TikTok, Instagram ou encore Facebook demeurent des outils très intéressants pour les annonceurs et les marques. Selon les prévisions d’eMarketer/lnsider Intelligence, les annonceurs vont dépenser cette année 775 millions $US en marketing d’influence sur le service de diffusion vidéo TikTok, soit 11 millions $US de plus que sur Facebook.
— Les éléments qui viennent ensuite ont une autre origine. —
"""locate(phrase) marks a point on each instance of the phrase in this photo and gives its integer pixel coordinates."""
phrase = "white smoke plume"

Avec des dépenses estimées à 2,2 milliards $US cette année, Instagram continue de devancer les autres plateformes.
Lors du Big Bang, l’événement annuel organisé par l’Association québécoise des technologies (AQT), David Alexandre Tanguay, associé et vice-président de l’agence Minimal, et Jean-Sébastien Giroux, qui a passé une bonne part de sa carrière dans des agences telles que Tink, Optimum et Cossette, fondateur de Substance – qu’il vient de quitter il y a un mois – et chargé de cours en maîtrise à l’Université de Sherbrooke, ont échangé sur l’importance des influenceurs en B2B (en français, commerce électronique interentreprises) et même en B2C (commerce électronique de détail).
« En B2C, le marketing d’influence fonctionne encore très bien, souligne-t-il. Il demeure un levier très présent, mais on est assis sur une branche, la confiance. »
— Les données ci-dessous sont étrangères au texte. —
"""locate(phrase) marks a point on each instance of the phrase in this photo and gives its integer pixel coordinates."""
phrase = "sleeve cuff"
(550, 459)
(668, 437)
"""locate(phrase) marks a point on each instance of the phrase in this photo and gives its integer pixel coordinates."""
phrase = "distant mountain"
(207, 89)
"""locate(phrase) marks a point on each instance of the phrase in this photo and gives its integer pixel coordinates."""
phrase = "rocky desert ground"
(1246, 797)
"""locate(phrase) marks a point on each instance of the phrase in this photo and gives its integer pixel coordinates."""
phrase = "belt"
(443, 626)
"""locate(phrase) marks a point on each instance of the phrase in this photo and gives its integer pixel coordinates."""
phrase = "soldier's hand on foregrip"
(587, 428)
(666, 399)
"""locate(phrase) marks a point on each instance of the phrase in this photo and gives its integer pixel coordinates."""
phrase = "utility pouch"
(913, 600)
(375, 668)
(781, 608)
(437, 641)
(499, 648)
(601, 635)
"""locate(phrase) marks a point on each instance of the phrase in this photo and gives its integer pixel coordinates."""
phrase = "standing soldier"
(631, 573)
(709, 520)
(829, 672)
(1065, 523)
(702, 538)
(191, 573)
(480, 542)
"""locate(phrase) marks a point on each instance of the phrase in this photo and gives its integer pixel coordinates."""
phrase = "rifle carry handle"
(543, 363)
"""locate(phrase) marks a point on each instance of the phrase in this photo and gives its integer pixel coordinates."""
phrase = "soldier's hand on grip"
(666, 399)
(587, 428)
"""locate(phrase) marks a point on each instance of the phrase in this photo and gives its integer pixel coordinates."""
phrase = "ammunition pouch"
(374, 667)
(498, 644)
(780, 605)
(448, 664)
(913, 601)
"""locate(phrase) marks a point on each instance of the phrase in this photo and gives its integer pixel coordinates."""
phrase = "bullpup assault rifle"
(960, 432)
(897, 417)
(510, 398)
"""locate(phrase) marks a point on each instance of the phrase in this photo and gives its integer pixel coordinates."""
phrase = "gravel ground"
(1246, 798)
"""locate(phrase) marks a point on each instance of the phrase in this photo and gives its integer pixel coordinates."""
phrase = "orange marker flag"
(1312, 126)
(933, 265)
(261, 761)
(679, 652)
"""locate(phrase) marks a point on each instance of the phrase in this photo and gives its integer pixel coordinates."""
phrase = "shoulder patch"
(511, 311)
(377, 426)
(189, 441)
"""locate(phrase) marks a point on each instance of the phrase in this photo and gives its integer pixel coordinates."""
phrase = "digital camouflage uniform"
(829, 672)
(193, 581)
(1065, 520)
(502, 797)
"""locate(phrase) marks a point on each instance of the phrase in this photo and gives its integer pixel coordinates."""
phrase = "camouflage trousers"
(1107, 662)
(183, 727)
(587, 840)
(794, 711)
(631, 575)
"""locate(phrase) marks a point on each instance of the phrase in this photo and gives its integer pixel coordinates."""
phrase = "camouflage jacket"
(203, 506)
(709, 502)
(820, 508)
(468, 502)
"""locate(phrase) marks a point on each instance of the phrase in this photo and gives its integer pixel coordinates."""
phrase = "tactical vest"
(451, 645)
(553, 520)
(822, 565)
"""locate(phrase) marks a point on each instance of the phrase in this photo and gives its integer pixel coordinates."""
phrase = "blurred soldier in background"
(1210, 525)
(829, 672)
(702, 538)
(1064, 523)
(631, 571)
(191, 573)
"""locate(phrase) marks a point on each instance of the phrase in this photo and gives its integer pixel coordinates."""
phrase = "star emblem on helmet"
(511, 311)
Jean-Sébastien Giroux a compris très rapidement que le contenu numérique ne serait pas juste une mode ; chez Substance, 5 à 6 personnes s’en occupaient à temps plein. En revanche, rappelle David Alexandre Tanguay, les influenceurs ont parfois mauvaise presse, les utiliser serait-il un couteau à double tranchant ? On aime les détester, s’amuse à dire Jean-Sébastien Giroux. On pense à la carte prépayée avec laquelle PO Beaudoin avait essayé de payer un taxi qui l’avait rendu la risée du Web, ou d’une autre influenceuse qui vapotait lors d’un vol vers le sud.
« Oui, il s’agit d’un couteau à double tranchant, mais seulement dans 5 % des cas, répond-il. Il existe un biais de perception. Cela ne fonctionne pas très bien quand il y a un manque d’expertise et de réelle volonté corporative. »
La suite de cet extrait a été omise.